One of the problems with solar and wind power is that the flow of electricity can’t be constant – the sun sets or goes behind clouds, and the wind dies or picks up. This can cause problems if these systems are wired into the electric grid, which has trouble handling sudden massive surges and dips in demand (Hawaii and Germany are two areas where this problem has already begun to butt up against widespread solar panel adoption). Having a reliable, cheaper way of storing massive amounts of electricity would be a big step towards wider reliance on these alternative energy sources.

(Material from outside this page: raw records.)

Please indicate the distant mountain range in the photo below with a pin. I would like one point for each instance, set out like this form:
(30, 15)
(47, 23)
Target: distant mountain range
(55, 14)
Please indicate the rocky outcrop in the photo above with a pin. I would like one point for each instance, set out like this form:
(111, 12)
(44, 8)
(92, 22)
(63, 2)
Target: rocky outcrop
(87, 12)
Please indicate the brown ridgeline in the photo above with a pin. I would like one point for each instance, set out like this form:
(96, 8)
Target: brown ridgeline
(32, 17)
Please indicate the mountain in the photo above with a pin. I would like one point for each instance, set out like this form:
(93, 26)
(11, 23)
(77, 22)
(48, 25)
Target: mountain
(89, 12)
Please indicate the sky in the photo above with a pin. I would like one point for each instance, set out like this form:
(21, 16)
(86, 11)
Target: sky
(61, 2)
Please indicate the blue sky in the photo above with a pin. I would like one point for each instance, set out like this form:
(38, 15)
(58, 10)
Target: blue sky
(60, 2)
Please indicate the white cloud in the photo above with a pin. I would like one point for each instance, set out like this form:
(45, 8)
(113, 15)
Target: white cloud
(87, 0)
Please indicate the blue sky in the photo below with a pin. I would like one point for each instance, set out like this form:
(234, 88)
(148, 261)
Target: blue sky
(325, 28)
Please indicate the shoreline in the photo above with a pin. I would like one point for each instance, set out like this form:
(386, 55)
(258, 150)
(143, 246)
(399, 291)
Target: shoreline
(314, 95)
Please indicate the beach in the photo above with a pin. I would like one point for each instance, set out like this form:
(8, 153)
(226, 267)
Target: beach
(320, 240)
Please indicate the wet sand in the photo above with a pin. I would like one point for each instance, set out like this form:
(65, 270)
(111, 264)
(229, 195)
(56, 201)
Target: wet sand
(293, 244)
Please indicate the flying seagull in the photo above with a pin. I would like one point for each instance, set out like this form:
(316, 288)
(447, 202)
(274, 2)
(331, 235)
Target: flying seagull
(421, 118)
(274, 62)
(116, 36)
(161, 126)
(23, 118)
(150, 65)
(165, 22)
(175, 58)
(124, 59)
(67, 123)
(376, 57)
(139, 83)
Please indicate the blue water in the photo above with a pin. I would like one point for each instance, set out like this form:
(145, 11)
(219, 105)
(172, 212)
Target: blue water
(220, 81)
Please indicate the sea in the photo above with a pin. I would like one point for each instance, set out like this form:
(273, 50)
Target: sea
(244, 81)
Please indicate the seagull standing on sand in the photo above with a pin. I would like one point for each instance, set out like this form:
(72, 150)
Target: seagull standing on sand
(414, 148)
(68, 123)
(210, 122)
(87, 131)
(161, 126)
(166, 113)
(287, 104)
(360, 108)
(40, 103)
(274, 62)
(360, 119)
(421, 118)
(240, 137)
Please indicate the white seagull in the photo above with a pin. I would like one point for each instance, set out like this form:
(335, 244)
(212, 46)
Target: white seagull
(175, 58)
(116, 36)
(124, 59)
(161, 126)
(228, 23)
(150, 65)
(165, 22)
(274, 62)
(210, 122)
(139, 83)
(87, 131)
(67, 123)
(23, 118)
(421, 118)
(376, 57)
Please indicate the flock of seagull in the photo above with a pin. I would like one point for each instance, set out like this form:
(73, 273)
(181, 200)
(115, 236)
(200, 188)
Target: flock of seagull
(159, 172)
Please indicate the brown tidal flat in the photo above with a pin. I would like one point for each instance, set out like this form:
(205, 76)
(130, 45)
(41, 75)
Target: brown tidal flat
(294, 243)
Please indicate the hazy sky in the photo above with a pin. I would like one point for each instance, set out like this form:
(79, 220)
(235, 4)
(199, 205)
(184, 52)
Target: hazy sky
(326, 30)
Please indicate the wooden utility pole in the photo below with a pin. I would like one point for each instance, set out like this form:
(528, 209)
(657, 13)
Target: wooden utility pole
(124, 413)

In a paper published in the journal Nature on Wednesday, Harvard chemist Roy Gordon and colleagues described their design for a special kind of battery that might fit the bill. The team’s current model is just a laboratory experiment for now, but they think it could be scaled up to store large amounts of energy, providing the buffer that the grid needs to handle excess energy pouring in from solar panels and wind turbines. And the central ingredient of the battery is relatively cheap, which means it may move to market quicker.
The team has created a type of flow battery, which stores energy in external tanks filled with chemicals, rather than within the battery itself. Flow batteries have been around for a couple decades, but the active component of current models is the metal vanadium, which is costly – and probably not abundant enough to be the basis of a long-term technological solution.
“The amount of vanadium that’s mined and refined over 1 year is sufficient only to store about an estimated .01 or .02 percent of the electrical energy that we’d like to store to make renewable energy useful,” Gordon said in a phone interview.